Spezifität als Grundlage für Salmonellen-Nachweis
Die Schwanzfaser der Bakteriophage S16 (roter Rahmen) wurde künstlich nachgebaut, um ein universelles Nachweisverfahren für Salmonellen zu entwickeln. (Grafik: ETH Zürich)
Die Tatsache, dass Bakteriophagen generell sehr wirtsspezifisch sind, machten sich Loessner und seine Mitarbeiter auch auf andere Weise zunutze: für den Nachweis von Salmonellen. In einer zweiten Publikation, die ebenfalls in der Fachzeitschrift Applied and Environmental Microbiology erschien, zeigen die ETH-Forschenden auf, wie sie mithilfe von synthetisch hergestellten Einzelteilen von Bakteriophagen eine universelle Nachweismethode für Salmonellen entwickelten. Damit lassen sich sämtliche 2500 bekannten Unterarten (Subtypen) aufspüren. Bisherige Methoden auf der Basis von Antikörpern erkennen immer nur einen Teil dieser Unterarten und sind zudem langsamer.

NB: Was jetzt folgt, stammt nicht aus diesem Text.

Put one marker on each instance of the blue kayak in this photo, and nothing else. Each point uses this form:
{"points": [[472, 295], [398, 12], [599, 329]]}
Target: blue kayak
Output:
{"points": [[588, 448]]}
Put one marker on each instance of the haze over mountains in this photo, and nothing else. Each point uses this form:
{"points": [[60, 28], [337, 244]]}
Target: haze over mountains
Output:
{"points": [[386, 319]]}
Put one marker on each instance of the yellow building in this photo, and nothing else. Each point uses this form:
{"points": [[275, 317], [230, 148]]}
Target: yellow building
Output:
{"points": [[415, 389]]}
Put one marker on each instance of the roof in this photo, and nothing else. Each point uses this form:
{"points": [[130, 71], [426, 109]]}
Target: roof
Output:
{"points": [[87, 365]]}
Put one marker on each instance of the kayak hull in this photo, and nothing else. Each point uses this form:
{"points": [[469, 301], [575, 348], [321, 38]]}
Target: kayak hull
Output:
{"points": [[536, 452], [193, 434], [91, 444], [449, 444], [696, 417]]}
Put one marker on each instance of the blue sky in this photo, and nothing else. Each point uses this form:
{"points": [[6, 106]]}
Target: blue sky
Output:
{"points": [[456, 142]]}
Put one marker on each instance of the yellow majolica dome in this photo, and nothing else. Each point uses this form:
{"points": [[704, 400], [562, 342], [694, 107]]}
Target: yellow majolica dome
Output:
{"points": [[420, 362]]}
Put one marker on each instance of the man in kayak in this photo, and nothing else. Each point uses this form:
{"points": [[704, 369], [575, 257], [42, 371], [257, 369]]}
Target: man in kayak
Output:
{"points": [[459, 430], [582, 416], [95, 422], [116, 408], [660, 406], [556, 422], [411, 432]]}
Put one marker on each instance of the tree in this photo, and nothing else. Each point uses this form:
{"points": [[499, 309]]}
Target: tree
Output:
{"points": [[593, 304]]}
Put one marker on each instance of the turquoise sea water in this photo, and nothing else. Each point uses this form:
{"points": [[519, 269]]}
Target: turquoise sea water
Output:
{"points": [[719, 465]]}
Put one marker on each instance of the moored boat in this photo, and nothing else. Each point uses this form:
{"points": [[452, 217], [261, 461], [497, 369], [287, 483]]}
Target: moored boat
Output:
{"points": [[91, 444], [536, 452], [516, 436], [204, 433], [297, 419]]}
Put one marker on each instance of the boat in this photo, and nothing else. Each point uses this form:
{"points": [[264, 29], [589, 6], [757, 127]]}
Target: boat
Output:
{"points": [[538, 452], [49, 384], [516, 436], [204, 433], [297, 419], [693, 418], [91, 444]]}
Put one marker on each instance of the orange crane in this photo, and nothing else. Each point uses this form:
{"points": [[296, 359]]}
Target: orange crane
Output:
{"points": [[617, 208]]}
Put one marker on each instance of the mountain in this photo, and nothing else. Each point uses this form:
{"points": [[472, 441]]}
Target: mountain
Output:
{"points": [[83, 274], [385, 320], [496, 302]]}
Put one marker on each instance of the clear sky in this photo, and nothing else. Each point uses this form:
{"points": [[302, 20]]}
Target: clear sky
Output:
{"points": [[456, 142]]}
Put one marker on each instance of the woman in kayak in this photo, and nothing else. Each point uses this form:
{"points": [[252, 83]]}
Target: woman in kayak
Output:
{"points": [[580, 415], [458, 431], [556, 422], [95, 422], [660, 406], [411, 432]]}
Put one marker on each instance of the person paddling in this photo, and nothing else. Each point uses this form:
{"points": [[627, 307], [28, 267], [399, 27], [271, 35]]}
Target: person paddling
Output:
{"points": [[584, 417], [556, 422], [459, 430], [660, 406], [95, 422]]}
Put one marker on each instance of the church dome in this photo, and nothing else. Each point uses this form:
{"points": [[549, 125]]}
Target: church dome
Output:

Loessners Team hat dazu einen bestimmten Bestandteil des salmonellenspezifischen Bakteriophagen S16 nachgebaut. An diesem Teil, einer Viren-Schwanzfaser, befindet sich auch ein kugeliges Bindeprotein, das an zwei bestimmte Oberflächenstrukturen aller Salmonellen-Subtypen anhaften kann. Die künstliche Schwanzfaser mitsamt der Erkennungsstruktur wiederum werden auf der Oberfläche von mikroskopisch kleinen magnetischen Kügelchen befestigt.
Damit lassen sich nun fast beliebige Flüssigkeiten und Proben auf die Anwesenheit und Menge von Salmonellen testen. Sobald die Salmonellen an die Fasern auf den Magnetkügelchen binden, bildet sich im Testgefäss eine Art rostiges Aggregat, welches sich leicht mit einem externen Magneten abtrennen lässt.